In May 2022, the University of Pennsylvania School Of Medicine exempted students from five historically black colleges and universities applying to their school from taking the Medical College Admissions Test, used to gauge a student’s readiness for medical school, if the student is accepted into an eight-week study program. While in the program, students receive housing and a stipend to conduct research, participate in community service and career seminars.
The NCAA proposed that Division I and Division II athletic teams drop the standardized test requirement for athletes as a part of their “eight-point plan to advance racial equity,” according to a February 2022 press release. Standardized tests for college admissions, such as the SAT and ACT, are used to determine a student’s rate of success at a higher institution.
Princeton University created a “diversity” tool in 2021 so faculty can hire vendors and suppliers on their physical attributions as opposed to their qualifications. Vendors are filtered by race, gender and sexual orientation through the tool, with a separate entity available for faculty to pick vendors just based off their ethnicity.
The “diversity” tool is an aspect of the university’s multi-year diversity plan to give a “fresh commitment and energy in the pursuit of racial equity and inclusivity.”
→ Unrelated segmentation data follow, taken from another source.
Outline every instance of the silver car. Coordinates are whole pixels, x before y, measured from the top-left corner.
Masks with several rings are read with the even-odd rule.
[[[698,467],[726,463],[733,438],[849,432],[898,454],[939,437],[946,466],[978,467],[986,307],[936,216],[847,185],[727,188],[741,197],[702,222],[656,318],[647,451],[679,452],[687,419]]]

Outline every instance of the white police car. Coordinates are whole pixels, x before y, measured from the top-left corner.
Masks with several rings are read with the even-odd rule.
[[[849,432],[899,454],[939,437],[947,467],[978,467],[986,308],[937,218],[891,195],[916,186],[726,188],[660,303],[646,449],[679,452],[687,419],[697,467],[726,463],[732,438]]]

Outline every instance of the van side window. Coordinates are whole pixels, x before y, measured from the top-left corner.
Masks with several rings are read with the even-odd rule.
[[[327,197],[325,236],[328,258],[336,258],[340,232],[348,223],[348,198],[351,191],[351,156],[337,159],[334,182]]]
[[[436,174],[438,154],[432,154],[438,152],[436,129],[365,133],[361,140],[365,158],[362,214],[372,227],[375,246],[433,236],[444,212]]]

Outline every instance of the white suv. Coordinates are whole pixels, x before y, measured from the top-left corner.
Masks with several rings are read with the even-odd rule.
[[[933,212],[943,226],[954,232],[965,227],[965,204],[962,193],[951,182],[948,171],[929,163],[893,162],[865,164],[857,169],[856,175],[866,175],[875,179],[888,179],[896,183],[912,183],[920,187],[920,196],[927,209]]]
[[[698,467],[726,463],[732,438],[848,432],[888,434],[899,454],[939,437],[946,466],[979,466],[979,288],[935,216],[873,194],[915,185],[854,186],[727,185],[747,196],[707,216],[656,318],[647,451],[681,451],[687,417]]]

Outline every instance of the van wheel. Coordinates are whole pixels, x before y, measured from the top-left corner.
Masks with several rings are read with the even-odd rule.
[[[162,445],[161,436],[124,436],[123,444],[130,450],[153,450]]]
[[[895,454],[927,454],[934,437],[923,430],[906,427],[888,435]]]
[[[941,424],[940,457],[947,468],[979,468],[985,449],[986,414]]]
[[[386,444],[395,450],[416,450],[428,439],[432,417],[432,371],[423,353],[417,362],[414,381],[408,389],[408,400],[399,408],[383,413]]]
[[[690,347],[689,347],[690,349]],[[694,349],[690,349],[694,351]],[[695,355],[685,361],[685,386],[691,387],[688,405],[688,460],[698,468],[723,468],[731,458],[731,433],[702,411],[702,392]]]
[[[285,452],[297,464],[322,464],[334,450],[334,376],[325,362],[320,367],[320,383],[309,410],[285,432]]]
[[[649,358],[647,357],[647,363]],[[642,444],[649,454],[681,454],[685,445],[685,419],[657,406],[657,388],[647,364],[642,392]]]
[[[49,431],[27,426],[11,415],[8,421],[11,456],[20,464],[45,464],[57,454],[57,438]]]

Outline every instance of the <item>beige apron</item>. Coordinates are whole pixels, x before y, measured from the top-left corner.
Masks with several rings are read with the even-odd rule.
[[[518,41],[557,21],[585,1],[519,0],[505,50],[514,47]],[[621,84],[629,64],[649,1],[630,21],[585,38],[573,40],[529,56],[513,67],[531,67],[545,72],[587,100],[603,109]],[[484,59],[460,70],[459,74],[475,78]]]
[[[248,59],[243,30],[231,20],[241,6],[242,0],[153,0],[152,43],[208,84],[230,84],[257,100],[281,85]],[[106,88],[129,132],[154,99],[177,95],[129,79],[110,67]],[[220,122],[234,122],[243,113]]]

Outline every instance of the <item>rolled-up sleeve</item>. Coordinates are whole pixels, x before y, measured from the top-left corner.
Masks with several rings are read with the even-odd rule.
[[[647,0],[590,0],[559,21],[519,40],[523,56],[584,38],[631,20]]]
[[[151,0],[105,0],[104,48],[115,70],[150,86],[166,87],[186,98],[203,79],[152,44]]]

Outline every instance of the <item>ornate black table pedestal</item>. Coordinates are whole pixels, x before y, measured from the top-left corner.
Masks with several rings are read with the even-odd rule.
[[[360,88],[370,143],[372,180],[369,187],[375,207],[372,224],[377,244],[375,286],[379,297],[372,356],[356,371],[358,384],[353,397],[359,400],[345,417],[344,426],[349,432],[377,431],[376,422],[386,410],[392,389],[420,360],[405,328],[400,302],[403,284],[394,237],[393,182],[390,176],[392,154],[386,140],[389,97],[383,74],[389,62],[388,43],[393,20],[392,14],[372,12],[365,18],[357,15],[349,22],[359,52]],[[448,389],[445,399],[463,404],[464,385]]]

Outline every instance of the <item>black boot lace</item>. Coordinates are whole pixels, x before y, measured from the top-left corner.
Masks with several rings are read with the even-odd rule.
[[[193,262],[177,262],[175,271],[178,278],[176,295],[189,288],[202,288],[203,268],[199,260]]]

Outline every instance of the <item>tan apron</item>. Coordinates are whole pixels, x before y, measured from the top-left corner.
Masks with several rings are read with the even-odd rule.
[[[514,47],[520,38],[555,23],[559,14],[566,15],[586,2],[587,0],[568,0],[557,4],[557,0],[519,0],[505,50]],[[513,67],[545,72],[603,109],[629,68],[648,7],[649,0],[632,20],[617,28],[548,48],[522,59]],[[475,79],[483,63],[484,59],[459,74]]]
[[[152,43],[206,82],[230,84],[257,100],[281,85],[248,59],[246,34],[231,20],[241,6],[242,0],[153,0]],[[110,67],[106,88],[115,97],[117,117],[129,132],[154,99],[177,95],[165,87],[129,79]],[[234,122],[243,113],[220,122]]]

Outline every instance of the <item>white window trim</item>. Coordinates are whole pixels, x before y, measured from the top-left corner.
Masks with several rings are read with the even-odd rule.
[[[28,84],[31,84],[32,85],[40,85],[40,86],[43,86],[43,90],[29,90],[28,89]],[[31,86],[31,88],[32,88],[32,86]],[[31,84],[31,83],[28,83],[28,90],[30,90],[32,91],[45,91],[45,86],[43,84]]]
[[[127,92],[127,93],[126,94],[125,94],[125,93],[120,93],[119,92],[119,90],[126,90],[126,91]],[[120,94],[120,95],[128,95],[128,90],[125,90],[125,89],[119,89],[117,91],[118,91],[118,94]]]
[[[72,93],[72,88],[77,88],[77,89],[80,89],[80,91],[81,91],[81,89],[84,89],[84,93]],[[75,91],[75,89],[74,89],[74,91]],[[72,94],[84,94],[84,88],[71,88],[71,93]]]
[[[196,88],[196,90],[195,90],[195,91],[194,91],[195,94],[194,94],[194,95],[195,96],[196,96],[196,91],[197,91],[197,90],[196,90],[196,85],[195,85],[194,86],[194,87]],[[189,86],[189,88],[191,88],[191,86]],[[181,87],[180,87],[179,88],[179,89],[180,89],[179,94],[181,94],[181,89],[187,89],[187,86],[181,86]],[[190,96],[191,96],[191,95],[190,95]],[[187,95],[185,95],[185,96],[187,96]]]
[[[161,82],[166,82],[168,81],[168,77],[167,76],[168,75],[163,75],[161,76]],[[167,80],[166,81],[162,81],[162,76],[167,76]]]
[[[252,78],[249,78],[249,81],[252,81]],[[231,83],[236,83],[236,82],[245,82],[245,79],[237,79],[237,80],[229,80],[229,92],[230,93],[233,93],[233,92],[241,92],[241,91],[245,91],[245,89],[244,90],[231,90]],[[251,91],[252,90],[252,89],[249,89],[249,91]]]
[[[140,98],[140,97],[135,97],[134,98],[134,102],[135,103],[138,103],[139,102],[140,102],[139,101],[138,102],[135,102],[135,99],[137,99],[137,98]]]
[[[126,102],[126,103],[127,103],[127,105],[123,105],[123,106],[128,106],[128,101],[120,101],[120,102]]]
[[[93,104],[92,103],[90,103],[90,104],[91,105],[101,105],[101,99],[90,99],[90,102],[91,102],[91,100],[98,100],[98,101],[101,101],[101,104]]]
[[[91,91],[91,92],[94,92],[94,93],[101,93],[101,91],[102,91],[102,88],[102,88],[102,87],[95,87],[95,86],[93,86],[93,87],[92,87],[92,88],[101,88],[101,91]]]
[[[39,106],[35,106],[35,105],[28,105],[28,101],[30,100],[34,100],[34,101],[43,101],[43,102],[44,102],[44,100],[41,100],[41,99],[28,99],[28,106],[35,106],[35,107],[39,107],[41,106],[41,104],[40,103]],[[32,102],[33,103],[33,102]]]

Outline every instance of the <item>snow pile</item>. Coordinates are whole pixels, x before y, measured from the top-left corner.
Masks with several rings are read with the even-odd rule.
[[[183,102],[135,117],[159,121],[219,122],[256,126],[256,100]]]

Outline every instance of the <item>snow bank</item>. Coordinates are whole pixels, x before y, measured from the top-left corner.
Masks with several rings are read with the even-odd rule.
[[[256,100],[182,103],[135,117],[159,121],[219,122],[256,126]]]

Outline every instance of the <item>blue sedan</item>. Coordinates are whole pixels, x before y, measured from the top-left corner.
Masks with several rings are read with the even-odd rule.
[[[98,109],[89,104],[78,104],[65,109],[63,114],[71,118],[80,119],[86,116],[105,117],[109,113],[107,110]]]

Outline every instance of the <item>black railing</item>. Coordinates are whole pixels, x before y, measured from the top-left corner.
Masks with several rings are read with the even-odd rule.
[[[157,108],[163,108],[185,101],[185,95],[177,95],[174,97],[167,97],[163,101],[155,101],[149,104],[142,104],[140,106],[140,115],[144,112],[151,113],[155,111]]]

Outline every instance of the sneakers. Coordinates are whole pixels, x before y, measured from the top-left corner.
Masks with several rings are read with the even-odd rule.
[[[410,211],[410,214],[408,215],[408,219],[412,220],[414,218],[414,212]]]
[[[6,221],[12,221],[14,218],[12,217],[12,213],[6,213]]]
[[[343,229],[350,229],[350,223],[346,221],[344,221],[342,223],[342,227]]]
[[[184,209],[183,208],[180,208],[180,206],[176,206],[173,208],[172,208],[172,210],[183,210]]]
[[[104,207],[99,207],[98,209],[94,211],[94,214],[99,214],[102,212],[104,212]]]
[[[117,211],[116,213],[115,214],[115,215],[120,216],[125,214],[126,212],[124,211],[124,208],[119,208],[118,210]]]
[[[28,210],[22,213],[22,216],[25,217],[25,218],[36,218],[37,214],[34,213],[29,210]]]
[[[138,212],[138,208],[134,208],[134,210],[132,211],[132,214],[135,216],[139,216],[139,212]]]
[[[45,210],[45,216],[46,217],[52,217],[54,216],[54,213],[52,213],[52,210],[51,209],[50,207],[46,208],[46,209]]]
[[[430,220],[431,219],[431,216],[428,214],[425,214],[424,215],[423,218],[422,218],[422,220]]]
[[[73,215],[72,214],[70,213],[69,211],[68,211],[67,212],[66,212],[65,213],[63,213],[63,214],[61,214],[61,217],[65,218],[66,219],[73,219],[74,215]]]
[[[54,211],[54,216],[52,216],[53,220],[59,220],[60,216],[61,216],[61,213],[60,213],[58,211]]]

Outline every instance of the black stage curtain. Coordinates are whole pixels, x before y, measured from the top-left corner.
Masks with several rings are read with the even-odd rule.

“Almost every university in the country has adopted some sort of diversity, equity, and inclusion strategic plan,” John Sailer, fellow at the National Association of Scholars, told the DCNF. “If these plans aren’t adopted at the university level, individual schools and departments adopt them. These plans almost inevitably rewrite standards. Virtually every diversity, equity and inclusion task force recommends moving toward holistic admissions practices, or simply dropping standardized tests.”
“Often, these plans push new forms of pedagogy that downplay the role of well-established standards,” Sailer told the DCNF.
The schools, the Association of Medical Colleges and the NCAA did not respond to the Daily Caller News Foundation’s request for comment.